バーグマンは10年前の娘を演じていますが、それを演技した当時、彼女は29歳に達していたことになります。しかし、モノクロームフィルムに写る彼女は、撮り方がうまいこともあるでしょうが、娘のように見えます。

その家を離れるまで、ポーラは母の妹と暮らしていました。実母は、ポーラを生んだ1年後か2年後(だったかな?)に気が狂い、亡くなったとされています。

そのあと、叔母に育てられますが、この叔母は有名なオペラ歌手で、家の壁には、叔母が舞台で歌う彼女の肖像画が掛かっていたりします。

この叔母が何者かに殺害され、一人残されたポーラを心配し、気分を入れ替えさせようと、イタリアへ歌手になるための留学を計画され、家を離れるのです。

留学先のイタリアでポーラは成長しますが、恋をし、歌の勉強に身が入らなくなり、レッスンをする先生が、レッスンを止めようといいます。

ポーラが恋に落ちた相手は、レッスンのときに伴奏のピアノを弾くグレゴリー(シャルル・ボワイエ)という男でした。

ポーラはグレゴリーと結婚し、ロンドンの家に戻り、生活を始めます。事件から10年後という設定です。

家には、家政婦が二人いますが、若い家政婦は、一癖ありそうに見えます。この家政婦を演じたのが誰か気になり、見終わったあとに確認しました。

すると、意外な女優が演じていたことを知りました。アンジェラ・ランズベリーです。

この名を聴いただけで思い当る人もいるかもしれません。日本でも放送された米国のテレビドラマ『ジェシカおばさんの事件簿』で主人公のジェシカを演じた女優です。

その彼女が初めて出演した映画が本作で、当時は17歳であったそうです。
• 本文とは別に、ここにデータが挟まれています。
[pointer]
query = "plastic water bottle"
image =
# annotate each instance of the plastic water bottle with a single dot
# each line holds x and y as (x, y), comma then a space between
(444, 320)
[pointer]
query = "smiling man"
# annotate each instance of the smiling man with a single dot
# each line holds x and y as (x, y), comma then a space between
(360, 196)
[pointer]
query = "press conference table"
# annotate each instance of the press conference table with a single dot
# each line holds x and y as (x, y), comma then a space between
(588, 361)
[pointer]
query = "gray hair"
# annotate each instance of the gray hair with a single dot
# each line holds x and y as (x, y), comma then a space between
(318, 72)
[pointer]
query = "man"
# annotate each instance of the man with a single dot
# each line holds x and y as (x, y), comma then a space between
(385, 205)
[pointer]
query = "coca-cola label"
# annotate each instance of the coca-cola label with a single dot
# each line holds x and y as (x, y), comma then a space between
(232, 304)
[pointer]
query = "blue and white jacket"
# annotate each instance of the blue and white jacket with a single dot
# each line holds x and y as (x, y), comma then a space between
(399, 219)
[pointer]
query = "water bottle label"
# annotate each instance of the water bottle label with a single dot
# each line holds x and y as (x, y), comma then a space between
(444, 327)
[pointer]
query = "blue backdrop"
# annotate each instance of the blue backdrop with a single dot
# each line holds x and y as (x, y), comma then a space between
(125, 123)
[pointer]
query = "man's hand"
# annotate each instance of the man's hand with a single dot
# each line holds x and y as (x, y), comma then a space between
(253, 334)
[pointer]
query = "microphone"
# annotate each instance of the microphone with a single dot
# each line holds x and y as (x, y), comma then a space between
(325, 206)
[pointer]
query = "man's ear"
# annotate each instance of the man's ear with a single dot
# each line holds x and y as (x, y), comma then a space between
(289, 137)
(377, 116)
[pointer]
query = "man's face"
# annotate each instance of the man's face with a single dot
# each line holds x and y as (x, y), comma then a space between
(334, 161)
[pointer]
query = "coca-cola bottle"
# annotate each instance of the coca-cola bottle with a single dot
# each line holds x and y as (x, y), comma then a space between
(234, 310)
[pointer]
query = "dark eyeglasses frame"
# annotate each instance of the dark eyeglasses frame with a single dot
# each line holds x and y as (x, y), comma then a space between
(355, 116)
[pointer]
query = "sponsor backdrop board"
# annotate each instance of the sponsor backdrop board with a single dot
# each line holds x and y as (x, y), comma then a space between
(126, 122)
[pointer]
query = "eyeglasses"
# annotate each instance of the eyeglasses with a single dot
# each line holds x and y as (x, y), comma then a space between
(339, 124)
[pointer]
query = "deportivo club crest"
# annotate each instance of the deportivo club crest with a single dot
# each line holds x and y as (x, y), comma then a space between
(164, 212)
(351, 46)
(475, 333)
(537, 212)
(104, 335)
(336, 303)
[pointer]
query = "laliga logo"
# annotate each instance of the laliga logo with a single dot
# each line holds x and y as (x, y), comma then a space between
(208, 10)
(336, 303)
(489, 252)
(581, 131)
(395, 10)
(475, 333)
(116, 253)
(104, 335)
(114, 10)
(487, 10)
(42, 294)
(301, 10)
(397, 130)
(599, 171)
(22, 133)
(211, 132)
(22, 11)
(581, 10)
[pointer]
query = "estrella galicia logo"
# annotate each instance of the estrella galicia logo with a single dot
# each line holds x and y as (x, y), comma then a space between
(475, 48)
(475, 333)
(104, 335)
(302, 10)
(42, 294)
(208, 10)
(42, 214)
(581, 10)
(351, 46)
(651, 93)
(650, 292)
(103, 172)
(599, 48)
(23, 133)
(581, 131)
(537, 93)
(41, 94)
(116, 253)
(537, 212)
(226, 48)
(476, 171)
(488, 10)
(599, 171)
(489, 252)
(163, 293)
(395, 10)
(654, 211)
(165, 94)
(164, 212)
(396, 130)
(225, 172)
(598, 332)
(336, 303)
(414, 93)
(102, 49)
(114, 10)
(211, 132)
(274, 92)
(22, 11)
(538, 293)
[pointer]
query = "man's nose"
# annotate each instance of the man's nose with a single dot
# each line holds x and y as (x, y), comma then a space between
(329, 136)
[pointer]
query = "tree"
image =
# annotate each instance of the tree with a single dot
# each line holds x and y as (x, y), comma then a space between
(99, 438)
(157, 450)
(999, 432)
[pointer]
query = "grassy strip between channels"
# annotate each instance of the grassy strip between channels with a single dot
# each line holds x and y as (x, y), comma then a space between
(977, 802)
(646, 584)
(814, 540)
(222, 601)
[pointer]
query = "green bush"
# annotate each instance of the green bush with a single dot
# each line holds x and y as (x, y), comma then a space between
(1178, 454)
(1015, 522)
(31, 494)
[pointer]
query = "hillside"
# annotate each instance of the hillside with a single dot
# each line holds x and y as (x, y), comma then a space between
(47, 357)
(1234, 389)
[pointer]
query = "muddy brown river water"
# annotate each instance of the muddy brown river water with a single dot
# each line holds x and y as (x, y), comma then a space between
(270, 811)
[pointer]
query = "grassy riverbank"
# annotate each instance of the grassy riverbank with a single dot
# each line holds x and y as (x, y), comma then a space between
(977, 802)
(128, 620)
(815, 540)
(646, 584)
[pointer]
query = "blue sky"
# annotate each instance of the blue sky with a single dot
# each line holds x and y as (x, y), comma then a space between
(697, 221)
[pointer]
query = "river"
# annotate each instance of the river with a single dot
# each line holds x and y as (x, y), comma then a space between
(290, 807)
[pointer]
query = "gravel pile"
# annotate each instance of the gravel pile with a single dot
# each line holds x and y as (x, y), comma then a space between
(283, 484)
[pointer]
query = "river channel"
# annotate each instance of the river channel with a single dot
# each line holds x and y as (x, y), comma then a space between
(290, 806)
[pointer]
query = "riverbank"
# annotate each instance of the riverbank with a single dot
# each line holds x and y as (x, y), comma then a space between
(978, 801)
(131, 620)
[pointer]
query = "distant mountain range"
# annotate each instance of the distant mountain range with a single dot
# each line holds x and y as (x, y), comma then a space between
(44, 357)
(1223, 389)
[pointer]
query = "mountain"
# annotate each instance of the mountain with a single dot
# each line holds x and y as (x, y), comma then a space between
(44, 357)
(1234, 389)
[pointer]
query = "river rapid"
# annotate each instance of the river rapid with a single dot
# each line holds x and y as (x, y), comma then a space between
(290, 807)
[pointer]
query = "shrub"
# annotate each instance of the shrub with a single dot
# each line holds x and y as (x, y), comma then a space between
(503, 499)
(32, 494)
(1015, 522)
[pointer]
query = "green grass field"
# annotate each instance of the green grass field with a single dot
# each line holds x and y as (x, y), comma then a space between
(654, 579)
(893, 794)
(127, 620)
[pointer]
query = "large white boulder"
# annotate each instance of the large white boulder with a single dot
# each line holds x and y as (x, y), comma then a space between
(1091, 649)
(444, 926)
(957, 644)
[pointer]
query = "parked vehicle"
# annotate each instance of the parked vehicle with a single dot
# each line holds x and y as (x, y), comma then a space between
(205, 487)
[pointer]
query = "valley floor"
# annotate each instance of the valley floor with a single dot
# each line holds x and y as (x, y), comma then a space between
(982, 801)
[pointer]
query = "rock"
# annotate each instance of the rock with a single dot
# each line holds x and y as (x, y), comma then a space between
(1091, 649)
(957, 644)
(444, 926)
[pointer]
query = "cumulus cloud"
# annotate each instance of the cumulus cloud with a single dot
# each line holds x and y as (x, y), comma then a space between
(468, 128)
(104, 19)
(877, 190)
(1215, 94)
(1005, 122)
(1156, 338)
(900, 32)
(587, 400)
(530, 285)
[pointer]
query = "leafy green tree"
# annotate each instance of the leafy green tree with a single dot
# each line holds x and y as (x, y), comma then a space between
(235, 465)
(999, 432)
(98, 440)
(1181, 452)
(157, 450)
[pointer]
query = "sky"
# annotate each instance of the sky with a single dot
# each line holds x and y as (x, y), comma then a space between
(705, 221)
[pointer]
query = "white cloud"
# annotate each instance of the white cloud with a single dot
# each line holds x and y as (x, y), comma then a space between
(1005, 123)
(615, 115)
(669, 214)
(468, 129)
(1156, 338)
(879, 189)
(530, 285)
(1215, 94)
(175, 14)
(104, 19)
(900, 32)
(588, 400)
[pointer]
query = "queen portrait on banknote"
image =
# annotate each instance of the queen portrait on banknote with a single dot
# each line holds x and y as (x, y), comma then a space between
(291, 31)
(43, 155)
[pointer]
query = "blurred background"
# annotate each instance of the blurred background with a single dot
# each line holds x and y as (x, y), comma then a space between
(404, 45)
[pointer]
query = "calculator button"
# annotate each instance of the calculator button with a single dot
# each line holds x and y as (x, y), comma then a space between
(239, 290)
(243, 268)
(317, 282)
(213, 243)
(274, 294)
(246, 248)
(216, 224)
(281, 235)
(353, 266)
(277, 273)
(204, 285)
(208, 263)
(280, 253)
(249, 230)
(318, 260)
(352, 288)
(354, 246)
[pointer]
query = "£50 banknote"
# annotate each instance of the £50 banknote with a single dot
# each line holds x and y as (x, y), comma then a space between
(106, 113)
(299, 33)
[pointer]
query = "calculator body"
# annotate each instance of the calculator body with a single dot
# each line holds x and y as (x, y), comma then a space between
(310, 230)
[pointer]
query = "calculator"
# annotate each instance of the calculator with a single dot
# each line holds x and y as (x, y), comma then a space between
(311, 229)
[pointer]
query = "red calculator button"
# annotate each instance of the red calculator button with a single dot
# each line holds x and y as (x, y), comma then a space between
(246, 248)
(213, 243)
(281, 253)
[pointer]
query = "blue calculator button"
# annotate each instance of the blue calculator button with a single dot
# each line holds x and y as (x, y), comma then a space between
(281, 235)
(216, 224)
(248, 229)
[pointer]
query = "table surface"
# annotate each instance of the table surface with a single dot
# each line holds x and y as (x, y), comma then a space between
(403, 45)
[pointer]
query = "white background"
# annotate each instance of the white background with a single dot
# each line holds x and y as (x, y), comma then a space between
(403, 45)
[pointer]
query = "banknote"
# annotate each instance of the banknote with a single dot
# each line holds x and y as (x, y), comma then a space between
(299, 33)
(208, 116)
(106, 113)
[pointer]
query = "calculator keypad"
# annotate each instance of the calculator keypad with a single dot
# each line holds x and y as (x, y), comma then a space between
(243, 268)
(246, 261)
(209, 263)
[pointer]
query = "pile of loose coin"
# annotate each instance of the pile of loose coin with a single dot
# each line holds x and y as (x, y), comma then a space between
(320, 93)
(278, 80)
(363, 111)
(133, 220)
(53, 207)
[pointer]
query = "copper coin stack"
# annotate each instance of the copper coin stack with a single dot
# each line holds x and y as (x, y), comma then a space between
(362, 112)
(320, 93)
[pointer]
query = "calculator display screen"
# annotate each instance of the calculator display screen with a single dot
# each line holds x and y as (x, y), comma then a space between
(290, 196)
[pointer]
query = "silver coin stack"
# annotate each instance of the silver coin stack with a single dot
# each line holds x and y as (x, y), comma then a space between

そういわれてみれば、のちの彼女の面影があります。

バーグマンといえば誰もが認めるような美貌を持つ女優です。しかし、本作のバーグマンが、私にはそれほど美しくは見えませんでした。

心理的に追い詰められ、気が狂うような演技が多いからかもしれません。

本作でヒロインが見せる心理状態が、そののち、原題の”Gaslight”から採った「ガスライティング」といわれるようになり、心理的虐待の一種とされるようになったそうです。

バーグマン演じるポーラは次第に精神のバランスを失っていきますが、それが誰に、どうして起こされているかなどは、本作をご覧になって確認してみてください。